Davis v. Commonwealth

Hudgins, J.,

dissenting.

Defendant plead not guilty and waived a jury, thus submitting all questions of fact as well as law to the trial judge. This being true, the findings of fact by the trial judge, if supported by substantial evidence, are binding upon this court. All conflicts in testimony must be regarded as settled in favor of the Commonwealth. The Commonwealth, as the victorious litigant in the trial court, is entitled to have the facts stated in the light most favorable to it. Applying this principle, it seems to me that a fair statement of the facts is substantially as follows:

When the operator of the bus observed defendant sitting on the front seat between two white persons, he said: “You can’t sit there.” She replied: “Well, I am going to sit here.” He then stopped the bus, got up from his seat and tried to explain the segregation law to defendant, but she would not listen to him and refused to follow the advice of her companion, who repeatedly asked her to move to the back of the bus and avoid trouble. To all of this she replied: “I know what I am doing; I can read.”

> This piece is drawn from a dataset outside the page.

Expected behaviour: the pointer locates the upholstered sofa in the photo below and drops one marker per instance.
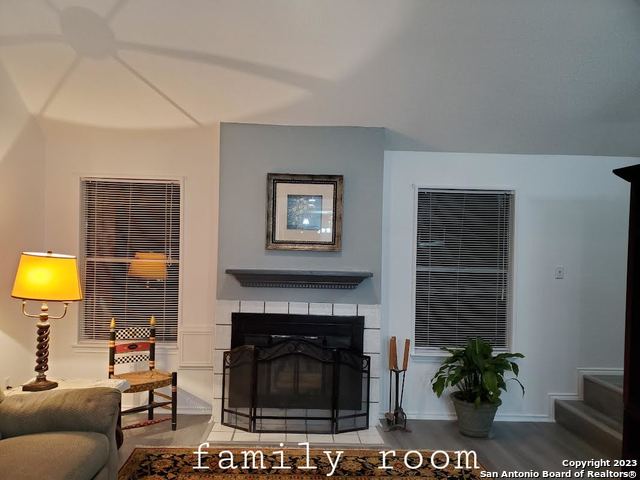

The operator of the bus not only made several attempts to explain to defendant the provisions of the segregation statute, but tried to tell her that he would re-arrange the *773seating of the passengers so that she would have a seat in the back of the bus. Again she refused to listen to or heed the operator of the bus.

-= Defendant’s attitude of defiance, which appears from the testimony of the bus driver, is also revealed in her own testimony. She said that she construed the law to give her a right to occupy the only vacant seat on the bus regardless of its location. Her refusal to move and her refusal to listen to the officer’s explanation of the provisions of the statute were based on her own construction of those provisions. In reply to a question asked by the trial judge, she said that she still thought she had a right to sit in that particular seat, and that, acting on that belief, she had refused to move.

Confronted with this situation, it was futile for the operator of the bus to ask any other passenger to exchange seats with defendant, who had expressed a determination to remain where she was.

I quite agree with the statement in the majority opinion to the effect that there should be no discrimination in the enforcement of the segregation act, and that there must be substantial equality of treatment under the act. It is the duty of every passenger, white or colored, to obey all laws, as well as this particular law. This obedience becomes more imperative when the operator of a bus, clothed with police power,, demands or requests any one violating the law to observe it. It so happens that on this particular occasion a Negro woman was violating the statute. When she was requested to conform her actions to the provisions of the statute, she placed her own construction upon such provisions, disregarded the instructions of the person in authority' and declared her intention to remain where she was regardless of all consequences. There is no evidence of any partiality or discrimination in favor of one race over the other in the request of the operator of the bus to this defendant, nor does it appear that he attempted to enforce the statute in a discriminatory manner.

*774Under the statute, as construed in 'the majority opinion, it is the duty of those in charge of all carriers transporting passengers for hire in Virginia to enforce the statute in a discriminatory manner; that is, those in charge of such transportation must require a white passenger to move his seat before a Negro passenger is approached or asked to move to some other space in the-coach or bus. This is not “substantial equality of treatment.”

. It is discrimination against white passengers in favor of Negro passengers. This discrimination is just as obnoxious to the purpose- of the statute as if the partiality had been shown white passengers over Negro passengers.